A Pre-Keynesian View of the Current Recession

Of course in several chapters of the General Theory (especially # 12) Keynes discussed the vagaries of financial markets and how they can crash. But in general that is not the main mechanism for macro fluctuations in Keynes. While there were predecessors to Keynes who can be seen as emphasizing broader shifts in aggregate demand, including Malthus, Sismondi, and Marx, the more common model of macro fluctuations posited by classical economists of the nineteenth century often focused on investment declines after bank failures after the crash of a speculative bubble, with the Panic of 1837 and its subsequent recession in the US an example (due to a crash of a speculative bubble in cotton lands). I shall indulge by quoting at length John Stuart Mill on speculative bubbles, who certainly saw this as the main source of macro fluctuations in the manner described above (J.S. Mill, Principles of Political Economy, Book II, Chap. 9, Section 3, 1848):

"The inclination of the mercantile public to increase their demand for commodities by making use of all or much of their credit as a purchasing power depends on their expectation of profit. When there is a general impression that the price of some commodity is likely to rise from an extra demand, a short crop, obstruction to importation, or any other cause, there is a disposition among the dealers to increase their stocks in order to profit by the expected rise. This disposition tends in itself to produce the effect that it looks forward to - a rise of price; and, if the rise is considerable and progressive, other speculators are attracted, who, as long as the price has not begun to fall, are willing to believe that it will continue rising. These by further purchases, produce a further advance, and thus a rise in price, for which there were originally some rational grounds, is often heightened by merely speculative purchases, until it greatly exceeds what the original grounds will justify. After a time this begins to be perceived, the price ceases to rise, and the holders, thinking it time to realize their gains, are anxious to sell. The the price begins to decline, the holders rush into the market to avoid a still greater loss, and, few being willing to buy in a falling market, the price falls much more suddenly than it rose. Those who have bought at a higher price than reasonable calculation justified, and who have been overtaken by the revulsion before they had realized, are losers in proportion to the greatness of the fall and to the quantity of the commodity which they hold, or have bound themselves to pay for."

5 comments:

Myrtle Blackwood said...

"there is a general impression that the price of some commodity is likely to rise from an extra demand, a short crop, obstruction to importation, or any other cause, there is a disposition among the dealers to increase their stocks in order to profit by the expected rise.

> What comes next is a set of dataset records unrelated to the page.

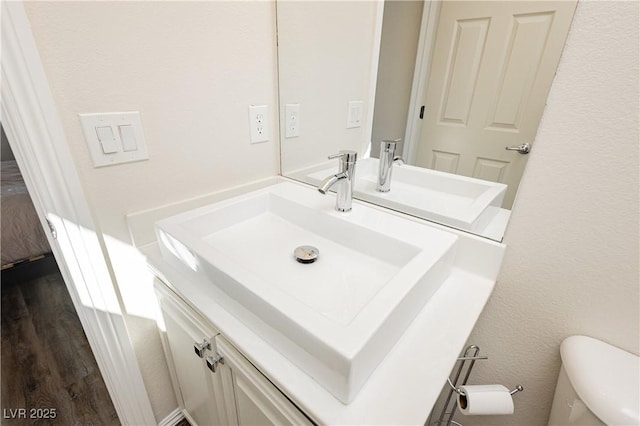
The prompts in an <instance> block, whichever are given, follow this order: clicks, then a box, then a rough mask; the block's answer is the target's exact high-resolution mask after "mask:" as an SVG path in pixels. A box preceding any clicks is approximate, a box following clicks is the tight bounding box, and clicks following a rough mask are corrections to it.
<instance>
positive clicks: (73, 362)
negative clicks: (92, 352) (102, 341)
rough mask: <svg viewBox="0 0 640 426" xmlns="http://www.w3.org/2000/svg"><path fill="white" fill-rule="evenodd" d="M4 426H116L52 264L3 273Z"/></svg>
mask: <svg viewBox="0 0 640 426" xmlns="http://www.w3.org/2000/svg"><path fill="white" fill-rule="evenodd" d="M1 287H2V311H1V319H0V321H1V322H0V328H1V329H2V342H1V344H2V347H1V356H2V358H1V364H2V370H1V372H2V376H1V382H2V388H1V389H2V394H1V395H2V396H1V404H2V412H1V413H0V415H1V417H0V422H1V423H2V425H32V424H33V425H43V424H44V425H54V424H55V425H116V424H119V423H120V422H119V420H118V416H117V414H116V411H115V409H114V407H113V403H112V402H111V398H110V397H109V394H108V393H107V389H106V387H105V384H104V381H103V379H102V376H101V375H100V371H99V370H98V366H97V365H96V361H95V358H94V357H93V353H92V352H91V348H90V347H89V343H88V342H87V339H86V336H85V334H84V331H83V329H82V326H81V325H80V320H79V319H78V315H77V314H76V311H75V308H74V306H73V303H72V302H71V298H70V296H69V293H68V292H67V289H66V287H65V284H64V281H63V280H62V276H61V275H60V272H59V270H58V268H57V265H56V263H55V260H54V259H53V257H51V256H50V255H49V256H47V257H46V258H45V259H43V260H39V261H37V262H34V263H33V264H30V265H19V266H17V267H15V268H12V269H10V270H5V271H2V281H1Z"/></svg>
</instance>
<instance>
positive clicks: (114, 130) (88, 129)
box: [78, 111, 149, 167]
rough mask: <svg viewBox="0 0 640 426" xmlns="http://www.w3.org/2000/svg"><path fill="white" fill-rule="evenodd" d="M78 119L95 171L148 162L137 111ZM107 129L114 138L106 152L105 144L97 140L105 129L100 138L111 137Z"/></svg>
mask: <svg viewBox="0 0 640 426" xmlns="http://www.w3.org/2000/svg"><path fill="white" fill-rule="evenodd" d="M78 115H79V117H80V123H81V124H82V130H83V132H84V138H85V140H86V142H87V146H88V147H89V153H90V154H91V159H92V160H93V165H94V167H104V166H112V165H115V164H121V163H130V162H133V161H142V160H147V159H148V158H149V154H148V152H147V145H146V143H145V139H144V132H143V130H142V121H141V120H140V113H139V112H138V111H129V112H105V113H96V114H78ZM105 127H110V128H111V134H112V135H113V140H112V141H110V143H109V144H108V149H105V145H104V142H101V141H100V139H99V138H98V128H102V129H101V130H100V133H101V134H108V132H106V131H105V129H104V128H105ZM123 136H124V137H125V140H123Z"/></svg>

The 'market' in action. A predicted shortage of an item essential to life results in greater shortage through the process of hoarding. This in turn causes the high price of food to rise even further for the majority of the population to the great benefit of a tiny minority who have rather extraordinary access to other people's money. They have full social permission to play with that money as they see fit and reward themselves in extraordinary ways.

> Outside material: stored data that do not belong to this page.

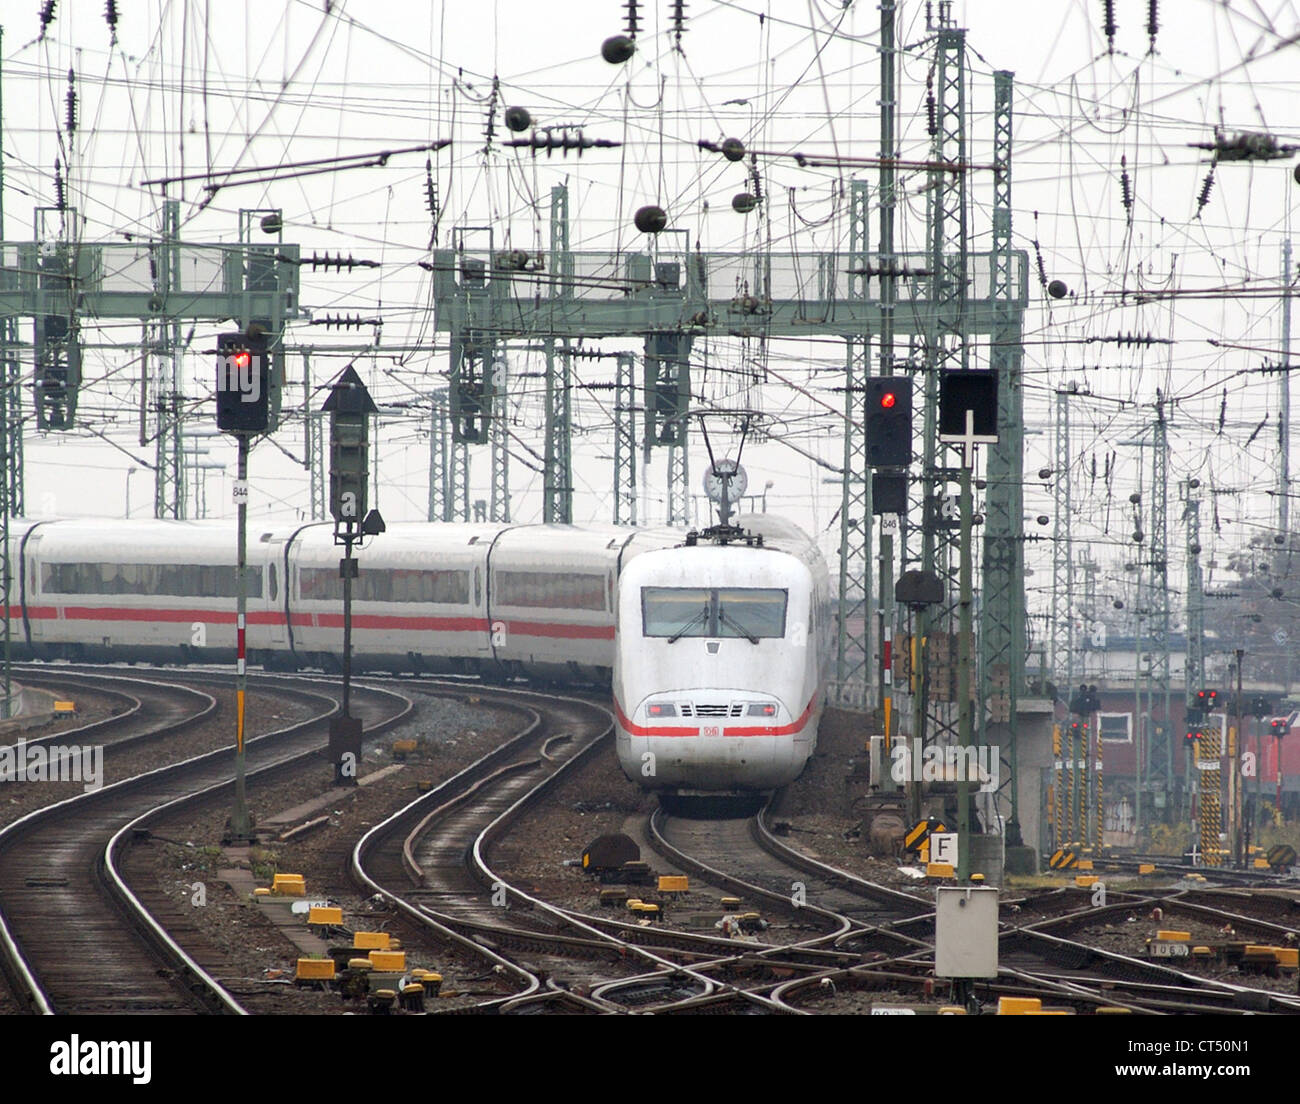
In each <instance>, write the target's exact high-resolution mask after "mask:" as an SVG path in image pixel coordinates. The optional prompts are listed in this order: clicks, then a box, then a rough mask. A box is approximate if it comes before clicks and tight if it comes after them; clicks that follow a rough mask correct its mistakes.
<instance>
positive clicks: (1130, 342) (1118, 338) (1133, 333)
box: [1097, 333, 1174, 347]
mask: <svg viewBox="0 0 1300 1104" xmlns="http://www.w3.org/2000/svg"><path fill="white" fill-rule="evenodd" d="M1097 339H1099V341H1101V342H1102V343H1104V345H1118V346H1121V347H1125V346H1130V345H1135V346H1143V347H1148V346H1152V345H1173V343H1174V341H1173V338H1167V337H1154V335H1153V334H1149V333H1117V334H1110V335H1108V337H1102V338H1097Z"/></svg>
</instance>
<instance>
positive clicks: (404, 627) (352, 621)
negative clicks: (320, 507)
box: [9, 606, 614, 640]
mask: <svg viewBox="0 0 1300 1104" xmlns="http://www.w3.org/2000/svg"><path fill="white" fill-rule="evenodd" d="M9 616H10V618H13V619H17V618H19V616H22V607H21V606H10V607H9ZM27 616H29V618H30V619H32V620H85V622H157V623H183V622H208V623H214V624H231V625H233V624H234V623H235V614H234V611H233V610H159V609H152V610H146V609H139V607H131V606H61V607H60V606H29V607H27ZM247 623H248V624H251V625H283V624H285V615H283V614H282V612H278V611H273V610H250V611H248V614H247ZM292 623H294V624H295V625H300V627H307V628H312V627H318V628H342V627H343V615H342V614H312V612H295V614H294V615H292ZM503 624H504V627H506V632H507V635H510V633H515V635H516V636H530V637H549V638H555V640H614V625H575V624H562V623H556V622H503ZM352 628H360V629H378V631H383V629H386V631H394V629H396V631H403V629H404V631H408V632H477V633H487V632H489V631H490V629H491V623H489V622H487V620H486V619H485V618H473V616H471V618H463V616H460V618H455V616H452V618H432V616H396V615H386V614H354V615H352Z"/></svg>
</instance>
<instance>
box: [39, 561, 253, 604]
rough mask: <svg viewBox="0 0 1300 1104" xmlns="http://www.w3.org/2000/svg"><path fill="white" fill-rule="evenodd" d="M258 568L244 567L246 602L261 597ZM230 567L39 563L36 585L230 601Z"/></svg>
mask: <svg viewBox="0 0 1300 1104" xmlns="http://www.w3.org/2000/svg"><path fill="white" fill-rule="evenodd" d="M261 575H263V572H261V568H260V567H248V568H247V571H246V584H244V585H246V588H247V594H248V597H250V598H260V597H261V583H263V579H261ZM237 583H238V579H237V570H235V567H234V564H192V563H43V564H42V566H40V585H42V589H43V590H44V592H45V593H48V594H140V596H146V597H149V596H164V597H174V598H234V597H235V586H237Z"/></svg>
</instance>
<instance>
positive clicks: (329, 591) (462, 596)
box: [298, 567, 469, 606]
mask: <svg viewBox="0 0 1300 1104" xmlns="http://www.w3.org/2000/svg"><path fill="white" fill-rule="evenodd" d="M298 593H299V597H302V598H303V599H304V601H313V602H342V601H343V580H342V579H339V575H338V568H334V567H302V568H299V570H298ZM352 598H354V599H355V601H357V602H425V603H429V605H445V606H451V605H454V606H467V605H469V572H468V571H417V570H413V568H404V567H399V568H395V570H387V568H363V570H361V571H360V572H359V573H357V576H356V579H355V580H354V583H352Z"/></svg>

The modern day change is that ordinary folk no longer have a choice as to whether they deposit their money with these speculators. (Compulsory superannuation in Australia).

Myrtle Blackwood said...

Another contemporary example: The Australian and other southern hemisphere governments heavily subsidises the purchase of agricultural land for a handful of selected corporations.

These so-privileged businesses are currently door-knocking in Northern NSW urging landowners to sell to them at above average prices. (After all, they can now afford to do so).

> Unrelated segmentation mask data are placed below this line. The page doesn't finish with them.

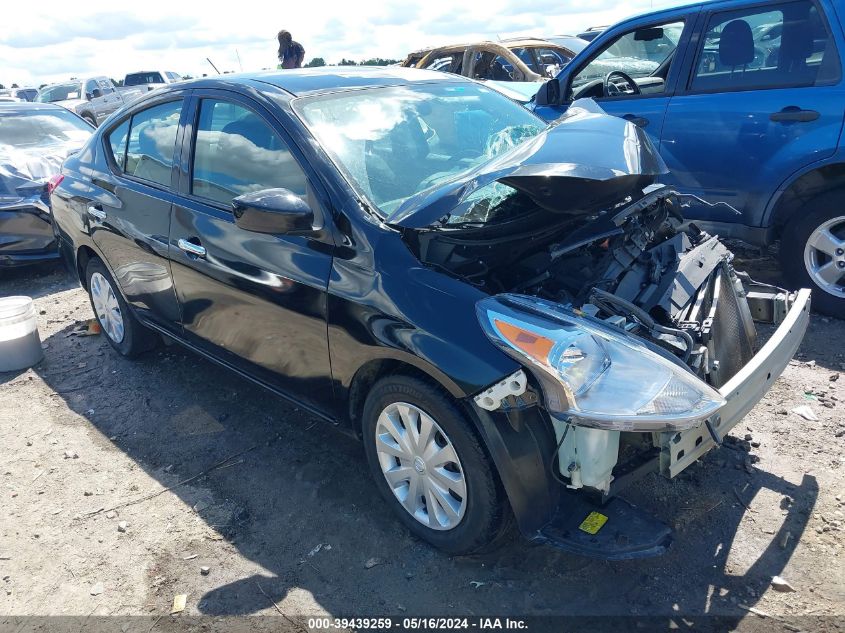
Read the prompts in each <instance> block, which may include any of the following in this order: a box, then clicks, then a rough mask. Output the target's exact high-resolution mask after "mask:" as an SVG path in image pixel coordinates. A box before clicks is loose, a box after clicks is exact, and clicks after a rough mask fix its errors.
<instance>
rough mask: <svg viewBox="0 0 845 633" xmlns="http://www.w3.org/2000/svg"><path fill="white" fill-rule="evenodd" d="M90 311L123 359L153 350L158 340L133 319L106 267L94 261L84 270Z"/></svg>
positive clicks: (113, 347) (154, 335) (109, 272)
mask: <svg viewBox="0 0 845 633" xmlns="http://www.w3.org/2000/svg"><path fill="white" fill-rule="evenodd" d="M85 281H86V287H87V288H88V298H89V299H90V301H91V308H92V309H93V310H94V314H95V315H96V317H97V322H98V323H99V324H100V327H101V328H102V330H103V335H104V336H105V337H106V340H107V341H108V342H109V344H110V345H111V346H112V347H113V348H114V349H115V350H116V351H117V352H118V353H119V354H120V355H121V356H125V357H126V358H134V357H135V356H137V355H138V354H141V353H142V352H146V351H148V350H150V349H152V348H154V347H155V346H156V345H157V344H158V342H159V341H160V338H159V337H158V335H157V334H156V333H155V332H153V331H151V330H149V329H147V328H145V327H144V326H143V325H141V323H140V321H138V319H137V318H135V315H134V314H133V313H132V310H131V309H130V308H129V305H128V304H127V303H126V300H125V299H124V298H123V295H122V294H121V293H120V290H118V286H117V284H116V283H115V281H114V279H113V278H112V276H111V273H110V272H109V270H108V268H106V265H105V264H104V263H103V262H102V261H101V260H99V259H97V258H93V259H91V261H89V262H88V266H87V267H86V269H85Z"/></svg>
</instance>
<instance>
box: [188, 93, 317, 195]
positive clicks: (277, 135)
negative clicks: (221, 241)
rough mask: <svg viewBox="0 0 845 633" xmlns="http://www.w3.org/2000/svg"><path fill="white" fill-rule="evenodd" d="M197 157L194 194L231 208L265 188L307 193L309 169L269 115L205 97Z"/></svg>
mask: <svg viewBox="0 0 845 633" xmlns="http://www.w3.org/2000/svg"><path fill="white" fill-rule="evenodd" d="M193 160H194V162H193V171H192V176H191V193H192V194H193V195H195V196H200V197H202V198H206V199H209V200H213V201H214V202H217V203H220V204H222V205H224V206H227V207H228V206H229V205H230V204H231V202H232V199H233V198H236V197H237V196H240V195H243V194H245V193H250V192H253V191H261V190H262V189H273V188H279V187H281V188H284V189H288V190H290V191H292V192H293V193H295V194H296V195H298V196H302V197H306V195H307V178H306V176H305V172H303V170H302V168H301V167H300V166H299V164H298V163H297V162H296V159H295V158H294V157H293V154H291V152H290V150H289V149H288V146H287V144H286V143H285V142H284V141H283V140H282V139H281V138H280V137H279V135H278V134H277V133H276V132H275V131H274V130H273V128H272V127H270V126H269V125H268V124H267V123H266V122H265V121H264V119H262V118H261V117H259V116H258V115H257V114H256V113H254V112H253V111H252V110H249V109H248V108H245V107H243V106H241V105H238V104H235V103H230V102H226V101H219V100H215V99H203V100H202V101H201V103H200V114H199V122H198V123H197V134H196V141H195V144H194V159H193Z"/></svg>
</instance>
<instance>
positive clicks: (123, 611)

Industrial monoculture tree plantations are then planted on this so-acquired prime land. The result is further scarcity of good food-growing land. The price of land rises further ---> food prices rise. Financial speculators then move into agricultural commodities anticipating further hikes in the cost of food as further expansion of tree plantations continues.

The hole in the ozone and CO2 emissions grows exponentially as the volatile organic compounds from the vastly expanded global Eucalypt base combines with the smoke from vast industrial harvesting burnoffs.

Anonymous said...

Brenda,
Thanks for that rather dismal view of our future. Not that you're wrong, but you've got a knack for luridly descriptive pessimism.

Myrtle Blackwood said...

Jack, it could be regarded as a diagnosis. The negative prognosis could be changed if the economic trajectory was.

Jack said...

Given the strangle hold of the financial industry on the entire economic system is such a change even likely? And this circumstance isn't something that only recently happened because of the Bush cabal. It's been going on for at least the past one hundred years. Interestingly enough the Bush family has been at the epicenter of the system for all of that time. Not that they've been the exclusive agent, but they have certainly been primary. Try this list: GH Walker & Co, WA Harriman&Co, Brown Bros&Co, Brown Bros, Harriman&Co. Between the families of Walker, Bush, Brown and Harriman and every thing that has grown out of that one gets the sense that the investment banking community is not exactly an open forum. Guess who has been a managing director and head of Lehman Bros Investment Management division? None other than George H. Walker IV, formerly of Goldman, Sachs.

The connections between the investment banks has been virtually incestuous for a very long time. Is it time for a change? Sure, but what is the likelihood of that happening?